All I want is Bridelow Moss behind me. To be able to draw back the curtains on to other people's gardens, parked cars, the postman, the milkman, no hills in view over the tops of the laburnums. (In other words, the view from the bedroom window in Wilmslow which Matt had despised and which she carried in her mind like a talisman of sanity.)

With the bedside light on, she gazed unblinking at the ceiling, a single hefty black beam bisecting it diagonally so that half the ceiling was light, half shadow.

'Ma…'

'… aye, gone.'

'… agstaff… dead…you didn't know?'

'… God, no..:

If walls could record voices and mood and atmosphere, The Man's ancient stones would have been crumbling tonight under the dead weight of suppressed emotion. The death of Ma Wagstaff: the underlying theme below all the trivial tap-room chat about Manchester United and the sodding Government, and the more meaningful analyses of working conditions under Gannons.

Lottie saying nothing, playing barmaid, pulling Bridelow Black for those committed to preserving the brewery and lager and draught Bass for those who'd been made redundant.

So Ma Wagstaff had gone.

Well, she was old, she was half-baked, she'd clung to her own loopy ideas of religion; let them be buried with her.

Not that anything stayed buried round here. The bogman rising again after who could say how many centuries, to cause torment and to haunt Matt's latter days. And now poor Matt himself rising again to help the police with their inquiries.

Which – jaw tightened, both hands clenching on the sheet for a moment – was none of her business, and none of Ma Wagstaff's any more. Just let it be all over. Just let them have found what they wanted and put Matt back m his grave and stamped down the soil.

What they wanted. She knew, of course, that it had to be the bogman. How honoured Matt would have been to know he'd be sharing his grave with his illustrious ancestor.

Most likely, she conceded, he did know. Matt always could keep a secret. Even from his wife.

Especially from his wife.

And that does it, Lottie thought. I'll talk to estate agents first thing Monday morning.

She put out the lamp and shut her eyes.

She was not lonely.

She was relieved at last of the horror and the pity of Matt and his illness and his all-consuming passions.

And relieved, too – now that Moira had been here, now that she'd received his taped begging letter – of the responsibility of overseeing the completion of Matt's magnum opus, his Bogman Suite. Moira's responsibility now. Poetic justice: one obsession taking care of another.

Not that Moira, presumably, had ever wanted to be Matt's obsession.

Lottie opened her eyes and stared searchingly into the darkness.

Or perhaps, obscurely, perversely, Moira had. She kept her ego under wraps, but it was there; it existed.

Maybe it is poetic justice.

You've been relieved. You're free to go. The lino was as cold as flagstones under Ernie's bare feet, and although his bedroom slippers were under the bed, he didn't fetch them out; the cold was better.

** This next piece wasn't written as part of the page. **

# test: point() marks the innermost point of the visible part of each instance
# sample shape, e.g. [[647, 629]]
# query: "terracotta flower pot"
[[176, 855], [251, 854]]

I don't want comfort. I want the truth. An answer. What must I do? What is there left I can do?

Through the window, he could see the churchyard, gravestones wet with rain and blue under the Beacon of the Moss. Be one for me, happen, this time next year.

He couldn't, from here, see Matt Castle's grave, but he'd heard about all that from Alfred Beckett, who'd come pounding on his door while the dregs of the Mothers' Union sat dispiritedly drinking tea in his study. What can we do, Mr Dawber? Who's going to explain?

Me, he'd stated firmly. I'll explain, if necessary.

He'd never seen the Mothers in such a state and never imagined he would. Old Sarah Winstanley, with no teeth, just about said it all. No Ma. No teeth. No hope.

Not for me now, neither, with Ma gone.

'Everything's changing,' Millicent had said. 'Hardening. And now we've lost the Man, for good and all. They'll take him back to London this time, no question about that. Bad luck on this scale, Mr Dawber – it's not natural. Mary Lane died, did you hear? Pneumonia. Fifty-three, God forbid.'

Shades, Ma had said. Them's what's kept this place the way it is. They started talking about shades again, and it was not really his province. He'd promised Ma Wagstaff that he'd get the Man back, and now it was all falling through, and it was his responsibility. What was there left, in the time he had?

And then Milly had told them about Liz Horridge.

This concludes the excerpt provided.